Time to buy a new hard drive, but in the meantime I still want to upgrade with what I have.

apt-get autoremove freed up some space, but more than an order of magnitude less than the gig I needed to find.

deborphan has always been a great tool to seek out the unneeded packages that use up disk space. If you run it without any arguments, it reports the libraries that are not required by any application. So you can safely remove every package deborphan reports unless you know you need it (for your own development, proprietary software you installed manually, etc.). When deborphan reports nothing, it's time to lax up the requirements:

deborphan -anz | sort -n

This lists all packages that are not required by other packages, even if they aren't libraries, and sorts them in a descending order by size. Old kernel images show up in this list near the bottom. There's usually more low-hanging fruit at the end of the list that can help you free up several hundred megs of space. Here you need to be careful not to delete something that you need from the system, as with these flags deborphan lists even packages that are apps rather than libraries, and even includes those that are suggested or recommended by other packages.

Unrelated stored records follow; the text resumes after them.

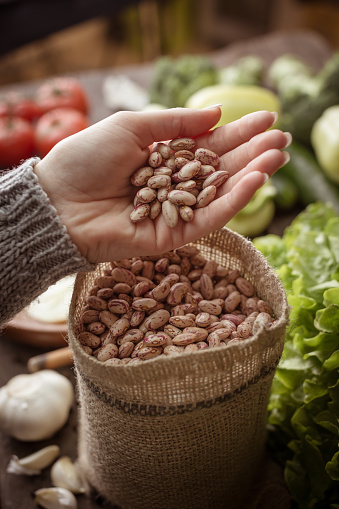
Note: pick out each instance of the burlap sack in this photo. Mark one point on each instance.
(188, 431)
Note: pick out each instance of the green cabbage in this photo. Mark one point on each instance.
(303, 418)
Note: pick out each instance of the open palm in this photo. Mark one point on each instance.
(87, 177)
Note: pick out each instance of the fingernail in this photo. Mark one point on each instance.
(276, 116)
(289, 139)
(287, 157)
(212, 106)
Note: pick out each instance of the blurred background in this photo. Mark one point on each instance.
(39, 38)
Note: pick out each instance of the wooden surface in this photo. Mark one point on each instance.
(16, 491)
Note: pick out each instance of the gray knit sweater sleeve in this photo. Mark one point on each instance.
(35, 248)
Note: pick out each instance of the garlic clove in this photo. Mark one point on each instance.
(52, 306)
(33, 463)
(55, 498)
(66, 474)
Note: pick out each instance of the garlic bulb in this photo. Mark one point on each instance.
(35, 406)
(33, 463)
(66, 474)
(55, 498)
(52, 306)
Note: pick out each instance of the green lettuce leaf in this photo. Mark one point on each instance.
(303, 411)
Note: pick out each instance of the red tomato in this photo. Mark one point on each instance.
(19, 105)
(16, 140)
(55, 125)
(62, 92)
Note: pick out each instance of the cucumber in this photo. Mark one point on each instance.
(304, 170)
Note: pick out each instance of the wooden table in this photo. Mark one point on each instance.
(16, 491)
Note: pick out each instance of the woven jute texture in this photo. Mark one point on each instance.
(188, 431)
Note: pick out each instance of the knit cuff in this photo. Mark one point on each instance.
(35, 248)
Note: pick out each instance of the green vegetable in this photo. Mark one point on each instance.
(286, 66)
(257, 215)
(236, 101)
(305, 172)
(174, 80)
(286, 191)
(247, 70)
(325, 142)
(304, 94)
(303, 417)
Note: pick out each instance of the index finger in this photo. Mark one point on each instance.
(152, 126)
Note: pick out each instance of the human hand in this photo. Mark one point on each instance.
(87, 177)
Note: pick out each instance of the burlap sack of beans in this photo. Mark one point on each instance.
(185, 431)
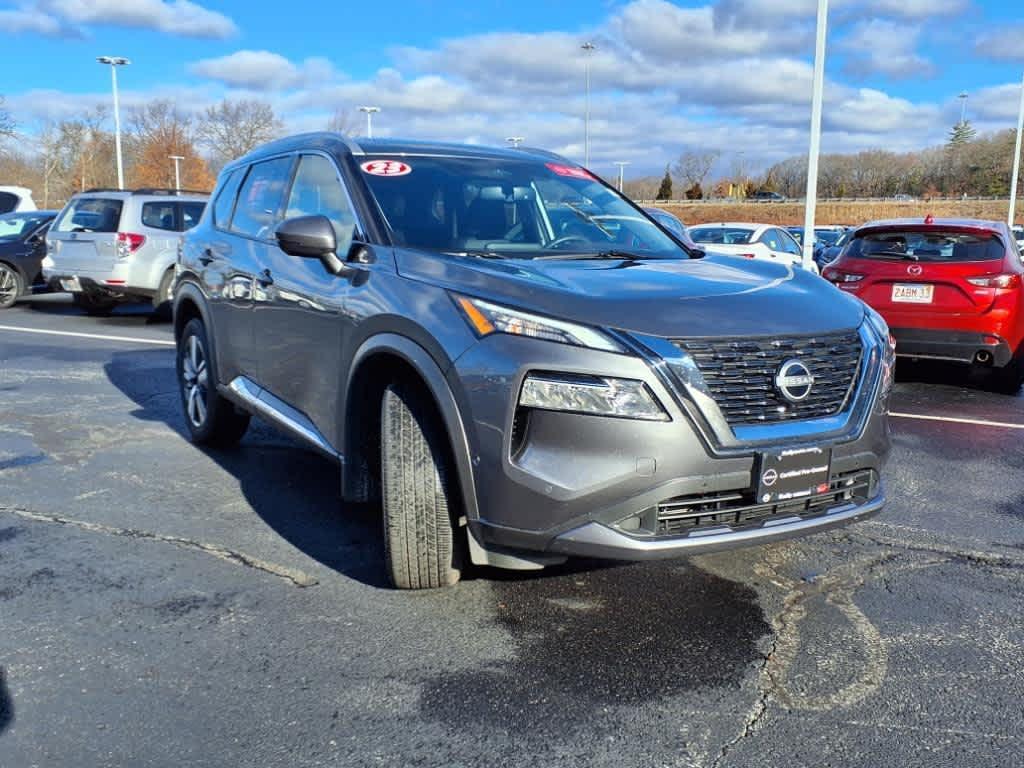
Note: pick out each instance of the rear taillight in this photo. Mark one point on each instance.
(128, 243)
(835, 275)
(996, 281)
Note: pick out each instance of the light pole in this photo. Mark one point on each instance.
(588, 48)
(116, 61)
(177, 175)
(1017, 160)
(622, 164)
(815, 146)
(370, 119)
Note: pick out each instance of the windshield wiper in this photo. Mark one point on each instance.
(588, 218)
(614, 255)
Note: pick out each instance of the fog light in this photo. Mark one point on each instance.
(592, 394)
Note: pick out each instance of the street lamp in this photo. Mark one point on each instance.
(588, 48)
(815, 146)
(1017, 160)
(177, 176)
(116, 61)
(622, 164)
(370, 122)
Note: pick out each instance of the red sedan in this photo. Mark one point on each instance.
(949, 289)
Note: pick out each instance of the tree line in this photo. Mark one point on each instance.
(64, 157)
(967, 164)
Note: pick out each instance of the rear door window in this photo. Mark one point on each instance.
(931, 246)
(160, 215)
(190, 214)
(260, 203)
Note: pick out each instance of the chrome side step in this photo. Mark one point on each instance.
(262, 403)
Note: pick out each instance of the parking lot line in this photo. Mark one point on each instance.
(101, 337)
(955, 420)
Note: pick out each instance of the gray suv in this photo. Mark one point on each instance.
(111, 246)
(520, 364)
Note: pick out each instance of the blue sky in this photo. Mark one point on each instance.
(729, 75)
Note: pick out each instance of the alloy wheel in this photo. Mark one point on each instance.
(195, 380)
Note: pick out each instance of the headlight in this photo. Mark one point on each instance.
(487, 318)
(592, 394)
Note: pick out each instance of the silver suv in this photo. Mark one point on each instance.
(112, 246)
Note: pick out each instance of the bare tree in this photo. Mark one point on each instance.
(230, 129)
(694, 167)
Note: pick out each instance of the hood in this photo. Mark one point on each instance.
(713, 296)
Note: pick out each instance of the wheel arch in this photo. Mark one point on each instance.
(378, 361)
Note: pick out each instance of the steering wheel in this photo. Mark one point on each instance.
(559, 242)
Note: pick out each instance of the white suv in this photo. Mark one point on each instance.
(111, 246)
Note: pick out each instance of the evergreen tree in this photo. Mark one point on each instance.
(665, 190)
(961, 134)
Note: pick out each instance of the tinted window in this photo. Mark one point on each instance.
(514, 207)
(317, 190)
(930, 246)
(159, 215)
(190, 214)
(724, 236)
(224, 203)
(261, 198)
(18, 225)
(90, 215)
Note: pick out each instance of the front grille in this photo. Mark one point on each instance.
(740, 374)
(737, 510)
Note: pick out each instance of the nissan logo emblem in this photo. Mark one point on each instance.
(794, 381)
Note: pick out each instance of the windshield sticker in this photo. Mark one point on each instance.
(568, 170)
(386, 168)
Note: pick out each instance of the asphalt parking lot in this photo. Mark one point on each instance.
(165, 605)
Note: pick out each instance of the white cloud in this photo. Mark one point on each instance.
(880, 46)
(73, 17)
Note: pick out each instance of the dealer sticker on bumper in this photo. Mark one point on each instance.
(794, 474)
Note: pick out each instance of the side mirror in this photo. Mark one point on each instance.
(307, 237)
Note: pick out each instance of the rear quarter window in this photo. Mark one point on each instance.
(931, 246)
(91, 215)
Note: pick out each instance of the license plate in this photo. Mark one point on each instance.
(912, 293)
(794, 474)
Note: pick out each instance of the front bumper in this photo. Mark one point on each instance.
(955, 346)
(562, 483)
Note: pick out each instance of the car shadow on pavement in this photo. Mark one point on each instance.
(295, 491)
(6, 702)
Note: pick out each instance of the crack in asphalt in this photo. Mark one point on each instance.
(296, 577)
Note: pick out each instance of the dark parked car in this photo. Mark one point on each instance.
(23, 246)
(518, 363)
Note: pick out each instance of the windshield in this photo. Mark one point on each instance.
(514, 208)
(16, 226)
(930, 246)
(722, 236)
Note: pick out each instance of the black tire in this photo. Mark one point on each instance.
(94, 306)
(11, 286)
(211, 420)
(163, 298)
(419, 499)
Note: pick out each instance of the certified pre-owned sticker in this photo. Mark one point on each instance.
(386, 168)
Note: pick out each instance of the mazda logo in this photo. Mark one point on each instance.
(794, 381)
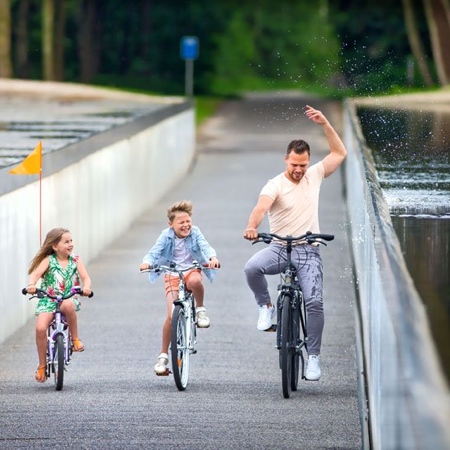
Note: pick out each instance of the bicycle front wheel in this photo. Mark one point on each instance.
(287, 348)
(179, 348)
(58, 362)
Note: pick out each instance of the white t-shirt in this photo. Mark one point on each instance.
(296, 206)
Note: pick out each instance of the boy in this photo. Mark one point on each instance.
(181, 243)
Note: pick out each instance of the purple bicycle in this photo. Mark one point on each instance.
(59, 338)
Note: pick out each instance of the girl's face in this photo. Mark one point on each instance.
(181, 224)
(64, 247)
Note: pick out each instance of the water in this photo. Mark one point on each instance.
(26, 121)
(411, 150)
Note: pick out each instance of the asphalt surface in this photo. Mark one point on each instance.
(111, 397)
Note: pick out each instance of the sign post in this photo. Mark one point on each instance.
(189, 52)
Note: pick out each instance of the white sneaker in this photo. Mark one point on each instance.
(161, 366)
(266, 315)
(313, 369)
(202, 318)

We're still several hundred megs short, but there are no obvious large packages to remove. The space is taken up by hundreds of relatively small ones. An effective technique I have found for this situation is start up Synaptic, order packages by origin, then go through restricted, multiverse and universe, sort packages by install status and size, and remove all the small packages you know nothing about, and various utilities you installed and used once. Sometimes it will threaten to remove a program that you need, then you need to back out. After you apply the changes, it's a good idea to close Synaptic and let apt-get autoremove and deborphan have a go again. If you're still not there, start up Synaptic again and prune Universe some more.

Presto! I got my gig (and more!) of free space by removing old kernels (480 MB), sacrificing Flightgear, QCad parts library, and lots of small utilities from Universe (900 MB).